But the catch never came. The problems didn’t go away- they never did, not with him, not with the history between them- but he did not snarl, he did not snap. He taught them about the wastelands, as he said he would, and offered small stories when the opportunity arose, and guarded them whenever they decided to take shelter. Even with Ghost stubbornly wedging themselves between him and Hollow, even with her sharp, unforgiving glares, every day, without fail, he would turn his back to the outside world and curl up in front of the little caverns they made their camps in, so any intruders would be met with the painfully bright flare of his wings and the hard, armoured plates running down his back. Using himself as a shield, despite his small stature and weakened form.

At first, she had taken offense- what use was the protection of a fading god against her needle, or the slowly-building power of the Lord of Shades? Even Hollow was a stronger opponent than he was, and they were still stiff from the scars mottling their carapace- but he had insisted, and used every single one of their complaints to refurbish various spells and defensework around their campsites, until there was nothing left to criticize. She did not know whether it was out of a sense of pride or some subtle, misguided means of apologizing, but either way, there was nothing to be done about it. 

And she was still awake, with a full day of expeditions ahead of her, where she could not stop to nap whenever she required it, as she had in the stasis. What a wonderful prospect. 

And yet she still could not sleep.

Caught up in her thoughts, she forgot herself, and tipped her head back to let out a sigh of exhaustion, her forehead smacking solidly against her sire’s chin.

She had misjudged the length of her horns, and the dimensions of the cave. This was a folly. She froze, all too aware of how painful it was for her father to sleep, how awkward it would be to explain herself when he woke up. She hadn’t hit him hard- at least, not hard enough to draw soul- but she knew from experience that getting smacked in the jaw was not something that one usually slept through. 

But he didn’t wake. Unlike the days before the stasis, where rousing him from sleep was often as simple as whispering his name, he did not jolt into consciousness; instead, he let out a soft huff, and tucked his head down so that his jaws brushed lightly against her forehead, as if seeking her out.

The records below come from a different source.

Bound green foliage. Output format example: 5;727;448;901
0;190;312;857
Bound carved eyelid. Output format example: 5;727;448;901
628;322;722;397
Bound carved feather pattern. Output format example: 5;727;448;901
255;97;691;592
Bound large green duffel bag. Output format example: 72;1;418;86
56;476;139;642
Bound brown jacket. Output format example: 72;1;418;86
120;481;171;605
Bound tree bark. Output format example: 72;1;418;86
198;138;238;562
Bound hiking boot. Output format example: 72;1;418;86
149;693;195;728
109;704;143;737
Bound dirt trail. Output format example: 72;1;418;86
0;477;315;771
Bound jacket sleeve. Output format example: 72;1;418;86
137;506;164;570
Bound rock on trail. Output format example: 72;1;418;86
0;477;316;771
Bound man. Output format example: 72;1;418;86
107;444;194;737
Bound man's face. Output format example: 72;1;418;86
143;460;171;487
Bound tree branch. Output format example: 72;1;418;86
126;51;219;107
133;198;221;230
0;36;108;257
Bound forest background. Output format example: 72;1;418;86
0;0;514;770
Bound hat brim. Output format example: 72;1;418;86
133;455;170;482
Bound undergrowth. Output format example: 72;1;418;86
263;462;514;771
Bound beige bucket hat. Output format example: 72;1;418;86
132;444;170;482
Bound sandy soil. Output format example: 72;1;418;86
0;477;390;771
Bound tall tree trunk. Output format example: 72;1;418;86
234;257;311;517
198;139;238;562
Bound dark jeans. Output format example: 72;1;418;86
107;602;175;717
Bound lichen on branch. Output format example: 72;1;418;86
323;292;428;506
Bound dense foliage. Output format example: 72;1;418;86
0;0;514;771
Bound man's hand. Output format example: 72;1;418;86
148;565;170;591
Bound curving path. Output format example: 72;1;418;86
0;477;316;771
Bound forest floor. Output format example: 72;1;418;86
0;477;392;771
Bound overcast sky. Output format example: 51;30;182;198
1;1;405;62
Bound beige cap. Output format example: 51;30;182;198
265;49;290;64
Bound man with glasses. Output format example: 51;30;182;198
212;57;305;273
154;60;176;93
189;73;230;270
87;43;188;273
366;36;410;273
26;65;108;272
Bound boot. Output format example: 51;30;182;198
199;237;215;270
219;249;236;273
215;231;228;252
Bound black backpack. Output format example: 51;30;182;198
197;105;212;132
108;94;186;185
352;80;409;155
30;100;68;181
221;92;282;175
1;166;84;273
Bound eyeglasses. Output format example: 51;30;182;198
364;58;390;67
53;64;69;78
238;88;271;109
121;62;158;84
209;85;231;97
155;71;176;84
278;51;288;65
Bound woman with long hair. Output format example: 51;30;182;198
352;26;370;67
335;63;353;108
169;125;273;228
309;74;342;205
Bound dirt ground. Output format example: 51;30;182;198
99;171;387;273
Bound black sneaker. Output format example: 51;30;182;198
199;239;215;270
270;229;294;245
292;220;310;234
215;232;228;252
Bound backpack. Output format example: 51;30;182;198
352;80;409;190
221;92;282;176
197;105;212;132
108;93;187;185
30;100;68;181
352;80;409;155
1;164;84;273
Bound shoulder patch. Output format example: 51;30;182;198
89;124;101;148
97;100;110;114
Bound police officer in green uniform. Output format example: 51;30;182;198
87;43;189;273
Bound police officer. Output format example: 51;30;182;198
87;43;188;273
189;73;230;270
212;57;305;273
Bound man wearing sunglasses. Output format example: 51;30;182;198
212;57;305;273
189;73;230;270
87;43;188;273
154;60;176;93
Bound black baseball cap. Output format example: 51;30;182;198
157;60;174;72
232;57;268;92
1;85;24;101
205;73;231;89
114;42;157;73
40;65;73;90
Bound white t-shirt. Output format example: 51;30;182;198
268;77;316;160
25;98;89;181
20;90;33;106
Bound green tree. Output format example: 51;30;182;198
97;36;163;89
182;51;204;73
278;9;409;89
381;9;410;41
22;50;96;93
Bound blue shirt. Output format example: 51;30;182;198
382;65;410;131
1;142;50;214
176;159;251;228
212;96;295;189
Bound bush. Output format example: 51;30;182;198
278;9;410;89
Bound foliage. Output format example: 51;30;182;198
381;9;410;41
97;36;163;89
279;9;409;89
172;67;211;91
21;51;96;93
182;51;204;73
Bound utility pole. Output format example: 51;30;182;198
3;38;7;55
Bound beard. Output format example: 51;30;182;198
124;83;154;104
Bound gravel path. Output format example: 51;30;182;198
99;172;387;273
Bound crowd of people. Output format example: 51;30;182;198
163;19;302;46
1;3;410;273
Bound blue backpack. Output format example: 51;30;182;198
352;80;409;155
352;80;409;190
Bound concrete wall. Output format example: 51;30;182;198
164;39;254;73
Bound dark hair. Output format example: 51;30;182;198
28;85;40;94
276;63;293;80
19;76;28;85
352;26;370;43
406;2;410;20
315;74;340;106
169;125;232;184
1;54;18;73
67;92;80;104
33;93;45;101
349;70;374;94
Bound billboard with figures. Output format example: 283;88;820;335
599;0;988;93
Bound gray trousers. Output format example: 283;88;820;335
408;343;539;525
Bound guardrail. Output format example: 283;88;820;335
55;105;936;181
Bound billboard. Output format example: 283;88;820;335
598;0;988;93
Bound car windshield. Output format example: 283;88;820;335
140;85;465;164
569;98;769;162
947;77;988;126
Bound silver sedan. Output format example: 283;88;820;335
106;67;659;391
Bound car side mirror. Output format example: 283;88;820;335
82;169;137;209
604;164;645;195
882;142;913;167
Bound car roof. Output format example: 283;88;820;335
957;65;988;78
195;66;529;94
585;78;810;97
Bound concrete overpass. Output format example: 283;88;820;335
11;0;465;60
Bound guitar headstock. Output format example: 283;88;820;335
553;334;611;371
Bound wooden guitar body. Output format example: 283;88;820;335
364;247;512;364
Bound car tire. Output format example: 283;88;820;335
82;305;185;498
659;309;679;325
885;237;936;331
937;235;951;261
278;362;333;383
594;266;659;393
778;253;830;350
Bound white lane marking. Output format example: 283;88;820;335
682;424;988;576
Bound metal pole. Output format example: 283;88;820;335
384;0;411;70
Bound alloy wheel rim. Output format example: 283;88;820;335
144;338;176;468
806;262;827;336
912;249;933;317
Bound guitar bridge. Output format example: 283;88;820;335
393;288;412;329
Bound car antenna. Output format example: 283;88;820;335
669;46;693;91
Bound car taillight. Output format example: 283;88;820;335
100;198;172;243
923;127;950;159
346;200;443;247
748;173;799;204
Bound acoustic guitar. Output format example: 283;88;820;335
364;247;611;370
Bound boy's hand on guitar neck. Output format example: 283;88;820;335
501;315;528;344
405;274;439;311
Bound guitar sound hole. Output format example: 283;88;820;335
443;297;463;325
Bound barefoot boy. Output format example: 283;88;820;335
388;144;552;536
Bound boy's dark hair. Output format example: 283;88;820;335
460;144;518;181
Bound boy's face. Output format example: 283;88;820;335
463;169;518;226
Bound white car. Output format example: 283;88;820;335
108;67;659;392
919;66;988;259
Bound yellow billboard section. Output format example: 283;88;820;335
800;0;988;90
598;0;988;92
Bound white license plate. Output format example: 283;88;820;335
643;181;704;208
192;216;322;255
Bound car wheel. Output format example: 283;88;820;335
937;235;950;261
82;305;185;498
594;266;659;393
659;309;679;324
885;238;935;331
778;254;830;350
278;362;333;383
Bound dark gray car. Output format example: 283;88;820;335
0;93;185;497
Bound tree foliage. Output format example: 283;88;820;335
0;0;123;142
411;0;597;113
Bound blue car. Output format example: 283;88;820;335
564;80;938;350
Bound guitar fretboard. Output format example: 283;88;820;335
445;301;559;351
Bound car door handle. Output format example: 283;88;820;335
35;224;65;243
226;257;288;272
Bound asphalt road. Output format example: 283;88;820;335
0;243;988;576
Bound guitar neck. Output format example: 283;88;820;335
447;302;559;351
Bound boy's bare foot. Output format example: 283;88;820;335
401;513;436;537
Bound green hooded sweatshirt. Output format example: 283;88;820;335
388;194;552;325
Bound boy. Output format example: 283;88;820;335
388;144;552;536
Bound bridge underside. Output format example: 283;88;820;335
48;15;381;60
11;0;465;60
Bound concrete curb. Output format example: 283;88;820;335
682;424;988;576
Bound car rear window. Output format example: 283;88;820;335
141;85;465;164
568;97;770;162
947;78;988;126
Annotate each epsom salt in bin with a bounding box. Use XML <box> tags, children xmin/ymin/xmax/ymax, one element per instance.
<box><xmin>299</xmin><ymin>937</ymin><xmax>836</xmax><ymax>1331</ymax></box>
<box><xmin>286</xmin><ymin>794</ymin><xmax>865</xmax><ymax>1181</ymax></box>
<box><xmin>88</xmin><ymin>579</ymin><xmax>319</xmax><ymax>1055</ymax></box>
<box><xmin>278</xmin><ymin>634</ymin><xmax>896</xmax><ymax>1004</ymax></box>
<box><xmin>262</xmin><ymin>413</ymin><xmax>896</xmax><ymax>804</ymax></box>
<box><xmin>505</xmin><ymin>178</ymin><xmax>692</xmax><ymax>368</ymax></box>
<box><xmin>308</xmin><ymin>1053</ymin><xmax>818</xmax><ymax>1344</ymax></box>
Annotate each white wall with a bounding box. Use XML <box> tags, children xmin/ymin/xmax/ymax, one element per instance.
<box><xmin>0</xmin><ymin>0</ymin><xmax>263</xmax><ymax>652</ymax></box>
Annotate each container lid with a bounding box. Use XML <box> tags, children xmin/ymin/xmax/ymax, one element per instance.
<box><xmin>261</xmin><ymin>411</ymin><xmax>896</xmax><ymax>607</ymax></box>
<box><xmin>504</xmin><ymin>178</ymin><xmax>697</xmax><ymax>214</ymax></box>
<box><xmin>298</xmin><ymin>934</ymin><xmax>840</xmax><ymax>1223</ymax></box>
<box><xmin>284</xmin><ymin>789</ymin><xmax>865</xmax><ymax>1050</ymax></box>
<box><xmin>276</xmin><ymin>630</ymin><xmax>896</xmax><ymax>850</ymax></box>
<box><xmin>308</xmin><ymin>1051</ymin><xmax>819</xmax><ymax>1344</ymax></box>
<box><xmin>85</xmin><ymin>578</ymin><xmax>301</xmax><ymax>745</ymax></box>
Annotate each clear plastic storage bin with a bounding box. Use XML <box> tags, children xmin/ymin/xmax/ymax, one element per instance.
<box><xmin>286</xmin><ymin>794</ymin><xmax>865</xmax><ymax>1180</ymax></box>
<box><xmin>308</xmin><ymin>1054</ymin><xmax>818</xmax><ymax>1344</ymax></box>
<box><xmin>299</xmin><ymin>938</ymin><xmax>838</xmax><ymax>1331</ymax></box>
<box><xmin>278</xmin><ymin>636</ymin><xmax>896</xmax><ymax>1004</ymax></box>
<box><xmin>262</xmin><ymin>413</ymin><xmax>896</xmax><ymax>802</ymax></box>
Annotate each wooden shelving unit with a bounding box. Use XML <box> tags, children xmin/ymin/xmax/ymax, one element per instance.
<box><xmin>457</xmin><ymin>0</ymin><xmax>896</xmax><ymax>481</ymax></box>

Then, before she could think of an escape route, his arms appeared from under his blanket and grabbed ahold of her, pulling her into his embrace with a surprising amount of strength. 

Muzzy-headed from a day of travel, instincts conflicted from her past, she could do nothing but freeze for a moment, and that was enough. Carefully, he nestled her against his chest, curling his tail around them both, before sighing again, pressing his chin against her head. His breaths evened out in a moment; not once had his eyes opened, and the usual tug of his mind was absent. He was well and truly asleep, coiled around her as if she was a spiderling again, and she was trapped in his arms, thoughts racing faster than she could process.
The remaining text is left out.